Ce disant, il désignait du regard l’enfant. La minute était émouvante. Les inspecteurs hésitèrent une fraction de seconde avant de prendre l’option de parlementer avec le forcené, faisant attention à tous les mots qu’ils prononçaient.

« Non, voyons ! N’aggravez pas votre cas ! Vous voulez donc connaître la guillotine ? Allons, vous savez bien que le docteur Malmejac assure l’impunité à qui lui rendra son enfant ! »

« Alors promettez-moi que je ne serais pas inquiété, tout comme ma mère et que je disposerais de vingt-quatre heures pour fuir ! »

« On te promet qu’on ne te fera pas de mal ! » répliqua l’inspecteur Le Bozec d’une voix douce.

Comme Les deux inspecteurs l’expliquèrent plus tard lors d’une conférence de presse, dans l’esprit dans lequel ils se trouvaient à ce moment là, ils auraient promis n’importe quoi pour sauver la vie de l’enfant.

Le jeune homme, lançant le revolver sur le lit en signe de reddition, se contenta de dire : « Eh bien voilà ! »

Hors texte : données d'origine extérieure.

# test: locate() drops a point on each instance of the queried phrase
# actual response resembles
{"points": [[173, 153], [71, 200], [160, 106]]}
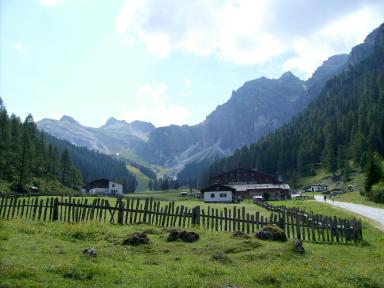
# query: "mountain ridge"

L’inspecteur Le Bozec poussa sans ménagement le jeune homme et sa mère, qui avait assisté à toute la scène depuis le pas de la porte, vers un coin de la chambre. Au même moment, l’inspecteur Aubin, avec des gestes de mère, prenait l’enfant dans ses bras.

Le petit Claude Malmejac était sauvé car il ne faisait aucun doute aux policiers que l’enfant qui était en leur présence était bien l’enfant enlevé.

IX / Les ravisseurs :

La première chose que firent les inspecteurs, après avoir fouillé les suspects, et une fois ceux-ci sous contrôle fut de questionner les suspects sur leurs identités. Ils se présentèrent sous le nom de Marie et Gilbert Rolland.

Mais il fallait prévenir la Sureté de l’heureuse nouvelle. L’inspecteur Aubin sortit donc de la maison, laissant les deux ravisseurs sous la surveillance de l’inspecteur Le Bozec, renforcé par le chauffeur de la voiture de police, Siaud.

La vieille femme, inconsciente de ses propos, demanda :

« Vous allez téléphoner au docteur Malmejac ? »

A la réponse affirmative de l’inspecteur le Bozec, un chaleureux sourire illumina le visage de la vieille femme. S’asseyant sur le lit tout en se frottant les mains, elle dit joyeusement aux policiers :

« Enfin, nous allons toucher nos cinquante mille francs ! »

Dans les bureaux de la Sureté, la nouvelle fit l’effet d’une bombe d’autant plus que personne ne pensait que les deux inspecteurs étaient sur la bonne piste. Pour tout le monde, ils étaient allés confirmer que les informations de Mlle Montaigu étaient fausses.

Aussi, lorsque l’inspecteur Aubin, ayant enfin en ligne le chef de la Sureté, M.Couplet, prononça cette simple phrase : « J’ai le petit ! », Ce fut une explosion de joie à l’Evêché.

Il était seize heures trente ce 2 décembre 1935.